Homegrown Christmas (2018) - Hallmark

Before she puts on the orange jumpsuit and gets to the business of breaking rocks at Alcatraz, Lori Loughlin made herself a Hallmark Christmas movie.  I think her scandal hit around the same time this movie dropped, so Hallmark must've been in a bit of a quandary deciding on whether to air a family movie headed by convicted felon, but it made it past their censors thank goodness.  We could have a whole separate conversation about this situation, like wouldn't it be easier to make a generous donation as opposed to bribery?  Or is USC the type of school that someone really needs to bribe someone to get into?  Or at the end of the day isn't Aunt Becky just a mom trying to do what's best for her kids?  Have you seen those kids?  They need all the help they can get.  But we're not here for any of that, for we are to discuss Homegrown Christmas with you, which is basically like any other Hallmark Holiday movie you've ever seen just with different looking people in it.

Ms.

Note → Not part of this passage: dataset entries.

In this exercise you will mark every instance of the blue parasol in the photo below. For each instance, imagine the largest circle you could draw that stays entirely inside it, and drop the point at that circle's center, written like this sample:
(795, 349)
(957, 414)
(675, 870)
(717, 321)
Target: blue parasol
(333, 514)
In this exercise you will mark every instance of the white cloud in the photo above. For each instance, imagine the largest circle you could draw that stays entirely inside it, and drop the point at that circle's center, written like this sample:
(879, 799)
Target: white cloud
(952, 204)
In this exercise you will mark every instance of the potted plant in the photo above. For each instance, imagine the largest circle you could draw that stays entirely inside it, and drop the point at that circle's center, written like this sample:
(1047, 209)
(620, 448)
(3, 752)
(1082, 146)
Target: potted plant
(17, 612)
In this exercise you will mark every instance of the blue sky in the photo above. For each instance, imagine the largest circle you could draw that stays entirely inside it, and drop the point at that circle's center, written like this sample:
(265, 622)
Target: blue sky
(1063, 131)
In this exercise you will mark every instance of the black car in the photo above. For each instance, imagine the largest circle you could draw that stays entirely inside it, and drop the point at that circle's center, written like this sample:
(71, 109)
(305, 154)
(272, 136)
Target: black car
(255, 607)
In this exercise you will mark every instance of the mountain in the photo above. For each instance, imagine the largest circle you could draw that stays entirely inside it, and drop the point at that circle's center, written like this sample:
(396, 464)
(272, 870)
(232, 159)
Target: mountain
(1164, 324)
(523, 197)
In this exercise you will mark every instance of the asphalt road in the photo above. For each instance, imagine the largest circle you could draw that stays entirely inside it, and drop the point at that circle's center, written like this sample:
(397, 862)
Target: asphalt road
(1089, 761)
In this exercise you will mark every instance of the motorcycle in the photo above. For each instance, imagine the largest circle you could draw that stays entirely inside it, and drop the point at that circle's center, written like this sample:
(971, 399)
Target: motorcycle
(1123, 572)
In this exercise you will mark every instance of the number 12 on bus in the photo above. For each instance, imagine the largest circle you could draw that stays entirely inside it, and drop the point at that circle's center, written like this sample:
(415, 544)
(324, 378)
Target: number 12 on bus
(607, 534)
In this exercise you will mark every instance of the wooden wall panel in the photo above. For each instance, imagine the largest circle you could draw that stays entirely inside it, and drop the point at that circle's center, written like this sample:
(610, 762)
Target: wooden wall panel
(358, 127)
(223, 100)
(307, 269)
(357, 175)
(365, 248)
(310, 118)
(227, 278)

Loughlin is Maddie Finley, a New York business woman who has just sold her shoe company for mad dollars and with time on her hands for the first time in 20 years, she's heading back home to Smalltownville USA for an extended Christmas stay.

There are issues that she must deal with however, such as how to handle Carter (my main man Victor Webster) who broke her heart way back when and how to cope with seeing him for an extended period of time.  Then there's her sister Hallie (Kate Isaac) who seems to hate her guts, though her mom (Gwnynth Walsh) assures her that this is not the case, though it sure does look like it to us.  There are other issues floating around but the main one is Carter, a woodworking savant who chose not to go to NYC with his true love twenty years ago because my man lacks the confidence.  For real.  You would think a 6'5" ruggedly handsome dude cut from granite would feel a little better about himself, but Carter is self doubt personified.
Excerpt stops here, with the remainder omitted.